You make good points, and I will conceed, the attitude is starting to shift in that people demand quality. One thing though is that right now, the demand for immediacy is HUGE. A company uploaded a super HD version of a film 1 week after film realease? To people who want it, that is unacceptable.ron1n said:Yes there will always be people that will want still steal it. That's impossible to completely eradicate. But I think you'd find there would be a large percentage of people who would happily pay for a better service/for more choice. Not only could they potentially convert a number of the people pirating but you also have to take into account the people who have simply stopped watching movies because it's too expensive and they don't want to pirate.
Yes hd rips could go up, but at the very least, it would allow the film industry to control WHEN the rip goes up.
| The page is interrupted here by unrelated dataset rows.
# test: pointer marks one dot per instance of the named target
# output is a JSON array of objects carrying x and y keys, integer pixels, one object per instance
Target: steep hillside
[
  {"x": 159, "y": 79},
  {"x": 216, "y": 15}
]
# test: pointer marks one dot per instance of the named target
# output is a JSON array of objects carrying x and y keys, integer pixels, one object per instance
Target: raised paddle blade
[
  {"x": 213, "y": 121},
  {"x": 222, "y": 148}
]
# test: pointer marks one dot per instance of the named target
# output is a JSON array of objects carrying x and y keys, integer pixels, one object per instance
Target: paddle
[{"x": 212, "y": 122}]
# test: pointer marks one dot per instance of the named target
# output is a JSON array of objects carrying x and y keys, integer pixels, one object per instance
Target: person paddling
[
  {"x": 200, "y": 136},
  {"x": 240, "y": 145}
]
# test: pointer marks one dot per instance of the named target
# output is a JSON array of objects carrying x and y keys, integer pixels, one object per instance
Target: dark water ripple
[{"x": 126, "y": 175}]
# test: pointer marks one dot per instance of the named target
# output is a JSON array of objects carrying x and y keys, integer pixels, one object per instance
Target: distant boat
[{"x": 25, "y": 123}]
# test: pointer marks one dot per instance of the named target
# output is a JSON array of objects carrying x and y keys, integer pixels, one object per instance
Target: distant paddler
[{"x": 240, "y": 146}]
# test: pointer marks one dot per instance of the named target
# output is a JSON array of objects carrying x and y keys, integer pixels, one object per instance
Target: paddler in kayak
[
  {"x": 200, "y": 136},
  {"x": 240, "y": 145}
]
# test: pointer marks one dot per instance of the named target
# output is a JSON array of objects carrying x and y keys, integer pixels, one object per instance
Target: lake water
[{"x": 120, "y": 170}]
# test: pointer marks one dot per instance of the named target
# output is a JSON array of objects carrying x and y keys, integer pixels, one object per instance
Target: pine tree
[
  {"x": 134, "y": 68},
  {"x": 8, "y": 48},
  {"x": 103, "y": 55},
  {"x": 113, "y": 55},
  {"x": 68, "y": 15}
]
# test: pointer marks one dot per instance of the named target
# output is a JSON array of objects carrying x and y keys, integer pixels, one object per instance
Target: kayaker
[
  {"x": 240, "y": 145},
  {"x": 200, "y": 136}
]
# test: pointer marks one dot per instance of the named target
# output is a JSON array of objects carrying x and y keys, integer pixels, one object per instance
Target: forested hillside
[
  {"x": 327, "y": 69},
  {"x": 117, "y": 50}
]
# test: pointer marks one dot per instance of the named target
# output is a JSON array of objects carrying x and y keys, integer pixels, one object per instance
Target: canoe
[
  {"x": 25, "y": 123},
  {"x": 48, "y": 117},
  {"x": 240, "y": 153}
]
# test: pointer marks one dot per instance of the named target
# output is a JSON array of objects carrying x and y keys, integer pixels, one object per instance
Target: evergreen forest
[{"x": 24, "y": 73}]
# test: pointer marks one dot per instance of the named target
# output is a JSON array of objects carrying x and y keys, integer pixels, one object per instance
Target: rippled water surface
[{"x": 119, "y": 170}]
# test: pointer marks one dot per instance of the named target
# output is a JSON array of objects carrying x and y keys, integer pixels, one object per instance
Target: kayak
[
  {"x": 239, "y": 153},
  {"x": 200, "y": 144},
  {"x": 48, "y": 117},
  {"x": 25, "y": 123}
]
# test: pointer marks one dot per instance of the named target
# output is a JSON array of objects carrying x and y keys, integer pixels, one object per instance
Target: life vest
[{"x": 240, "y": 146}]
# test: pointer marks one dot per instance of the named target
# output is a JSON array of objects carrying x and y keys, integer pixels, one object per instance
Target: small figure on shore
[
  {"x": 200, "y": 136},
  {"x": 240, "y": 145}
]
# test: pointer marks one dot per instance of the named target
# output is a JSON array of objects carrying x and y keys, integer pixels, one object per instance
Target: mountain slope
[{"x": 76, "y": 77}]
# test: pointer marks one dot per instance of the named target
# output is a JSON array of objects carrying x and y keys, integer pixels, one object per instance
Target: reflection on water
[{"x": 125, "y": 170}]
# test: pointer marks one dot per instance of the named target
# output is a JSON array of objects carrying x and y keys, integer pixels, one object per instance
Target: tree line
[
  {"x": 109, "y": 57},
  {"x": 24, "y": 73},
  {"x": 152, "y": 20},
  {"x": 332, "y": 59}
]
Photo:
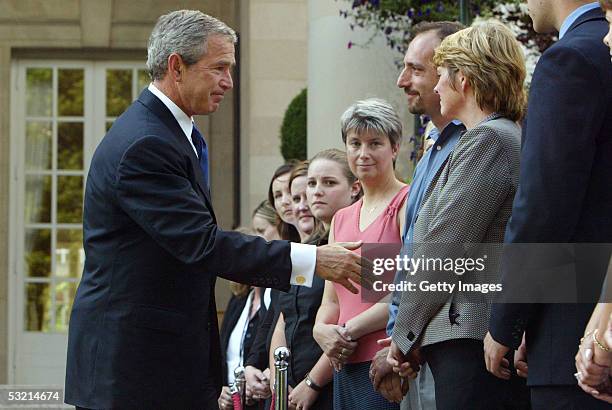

After all, do you think people will actually bother downloading a piece of shit cam rip when they know a good quality copy is going to drop in a week or two?
Anyway the point is, even if they can't stamp out piracy all together, they could be making a lot more money and missing out on a lot less if they took some proactive steps toward changing the way they offer their product/service.
A classic example, is that here Game of Thrones used to(or may still) get aired 1 week later than the US. Almost everybody I knew that watcedh GoT already HAD a TV and the appropriate channel payed for, but they pirated it anyway simply because they wanted it sooner.
Its almost impossible for companies to appease the masses. Without a huge cultural shift, or vastly improved servies, right now the main way you stop piracy is by viciously targeting the distributes to dissuade more and more people from sharing. It certainly isnt the best option, but right now its what works until we get a better system in place everywhere.